Press Release
February 19, 2014

GOCC Watchdog Reprimands PRA about Reclamation Approval Process
Agrees with Villar that national interest should prevail over 'commercial value' or potential profit

The Philippine Reclamation Authority (PRA) received a mouthful of stern reminder from the Governance Commission for Government-Owned and Controlled Corporations (GOCCs) or GCG, which is the monitoring agency governing it, during the recent inquiry conducted by the Senate Committee on Government Corporations and Public Enterprises led by its chairperson Senator Cynthia Villar.

The PRA has been subject to public scrutiny and criticisms regarding its National Reclamation Plan, which include over 100 reclamation projects covering 38,000 hectares, 38 of which encompassing 26,234 hectares or 70% will be implemented in Manila Bay.

"The only impetus that drives the PRA in pushing for reclamation is apparently huge potential investment as PRA seems to rely heavily on this and not on the exercise of promoting public interest. Is huge potential investment a concern or area of expertise of PRA?" Villar asked during the Senate inquiry.

While Atty. Jose Gonzales, PRA's Assistant General Manager for Legal & Administrative Services, cited in the Senate hearing that the national reclamation plan is "nothing more than a blueprint and not an implementation plan", PRA's five-stage process in identifying reclamation projects does not take into consideration national interest and lacks public consultation.

"It is the obligation of the PRA (as a regulatory body) to actually define a national reclamation plan, more than just a actually provide the country with a plan that takes all national interests into consideration," said Cesar Villanueva, Chairman of GCG. As a GOCC, GCG has monitoring and supervising authority over PRA. He cited that GCG has been asking the PRA board to submit it as a requirement of their yearly performance evaluation.

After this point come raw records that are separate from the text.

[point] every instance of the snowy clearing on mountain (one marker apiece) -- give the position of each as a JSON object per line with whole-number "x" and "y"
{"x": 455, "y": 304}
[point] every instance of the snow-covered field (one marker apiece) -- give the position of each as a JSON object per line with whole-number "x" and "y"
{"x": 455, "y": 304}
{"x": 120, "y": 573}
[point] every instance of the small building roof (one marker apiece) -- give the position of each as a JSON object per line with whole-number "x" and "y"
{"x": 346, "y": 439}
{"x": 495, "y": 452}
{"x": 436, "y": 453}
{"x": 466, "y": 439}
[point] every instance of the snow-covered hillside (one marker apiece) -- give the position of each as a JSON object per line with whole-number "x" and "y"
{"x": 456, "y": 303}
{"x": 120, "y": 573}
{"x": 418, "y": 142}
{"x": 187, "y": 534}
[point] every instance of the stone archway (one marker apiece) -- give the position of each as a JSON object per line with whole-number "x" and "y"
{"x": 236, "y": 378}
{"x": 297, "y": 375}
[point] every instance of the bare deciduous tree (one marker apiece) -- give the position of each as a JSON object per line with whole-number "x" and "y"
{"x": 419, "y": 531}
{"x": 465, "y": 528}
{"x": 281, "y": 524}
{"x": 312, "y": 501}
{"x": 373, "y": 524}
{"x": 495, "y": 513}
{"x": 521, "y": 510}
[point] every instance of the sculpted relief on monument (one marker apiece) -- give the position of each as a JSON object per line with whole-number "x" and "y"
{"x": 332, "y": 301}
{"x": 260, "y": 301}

Villanueva added that what is needed is a "true development plan" that does not only take into account the technical or economic feasibility of a reclamation project. GCG also criticized that five-stage process of PRA, particularly the parts where the feasibility study and consultation process are done by a private sector group and identified proponent--the independence and fairness of which is compromised.

"If there is a proponent already that means PRA is already pushing this with a private sector proponent and the main drive of that would have to be profit...feasibility studies are done in ways that become lucrative and viable depending on who are pushing for it," said the GCG chairman.

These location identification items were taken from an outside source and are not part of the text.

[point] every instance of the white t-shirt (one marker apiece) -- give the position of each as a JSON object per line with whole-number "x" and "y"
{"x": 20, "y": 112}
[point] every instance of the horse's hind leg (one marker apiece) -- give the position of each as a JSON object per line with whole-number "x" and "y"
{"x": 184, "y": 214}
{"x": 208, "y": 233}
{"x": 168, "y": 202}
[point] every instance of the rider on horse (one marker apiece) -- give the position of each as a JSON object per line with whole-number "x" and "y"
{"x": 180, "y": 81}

PRA admitted that it does not have the financial capacity or capability to conduct pre-feasibility study and consultation. But according to GCG, PRA should spend its budget to hire its own experts to do its own studies and develop a national reclamation plan after consulting all those involved.

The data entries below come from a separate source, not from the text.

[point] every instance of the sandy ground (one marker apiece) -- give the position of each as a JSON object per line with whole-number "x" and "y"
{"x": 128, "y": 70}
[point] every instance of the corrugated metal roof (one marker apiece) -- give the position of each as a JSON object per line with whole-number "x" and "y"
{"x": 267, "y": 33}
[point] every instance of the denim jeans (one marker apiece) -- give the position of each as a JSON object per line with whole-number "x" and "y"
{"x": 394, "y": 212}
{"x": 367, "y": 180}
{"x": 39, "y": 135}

"The PRA is in charge of coordinating all policies and project when it comes to reclamation. The entire country depends on them when it comes to their commissioned projects. All government agencies and the public have to depend (on the fact) that PRA does it job," said Villanueva.

One of GCG's mandate over GOCCs is to "review the functions of each of the GOCC and, upon determination that there is a conflict between the regulatory and commercial functions of a GOCC, recommend to the President in consultation with the government agency to which the GOCC is attached, the privatization of the GOCCs commercial operations, or the transfer of the regulatory functions to the appropriate government agency, or such other plan of action to ensure that the commercial functions of the GOCC do not conflict with such regulatory functions".

"PRA is not there to make money. They are there to serve public interest. If in the process of making money, you don't serve public interest, then there is no justification for you to make money. It should be the public interest first," Villar said.

Villar cited as example a proposed reclamation project in Manila Bay where affected residents of Las Piñas and Parañaquewere not consulted by proponent Alltech Inc. and will also affect the Las Piñas-Parañaque Critical Habitat Eco-Tourism Area (LPPCHEA). The 175-hectare LPPCHEA is a protected area by virtue of Presidential Proclamation Nos. 1412 and 1412-A. It is listed as one of the world's most important wetlands in the world in the Ramsar List along with the Tubbataha Reef in Sulu and the Underground River in Palawan.

However, during the hearing last Tuesday, Atty. Juan Miguel Cuna, OIC-Director, Environment Management Bureau of the Department of Environment and Natural Resources (DENR) assured Villar that LPPCHEA will be spared from any planned reclamation.

Villar's proposed Senate Resolution 294 was one of the agenda of the Senate hearing on Tuesday, which sought to look into the mandate, powers and responsibilities of the PRA with the end view of introducing reforms, revisions and amendments to ensure that the PRA powers and functions are being exercised consistent with public interest.

The GCG is also mandated to "evaluate the performance and determination of the relevant of GOCCs, to ascertain whether any of them should be reorganized, merged, streamlined, abolished or privatized".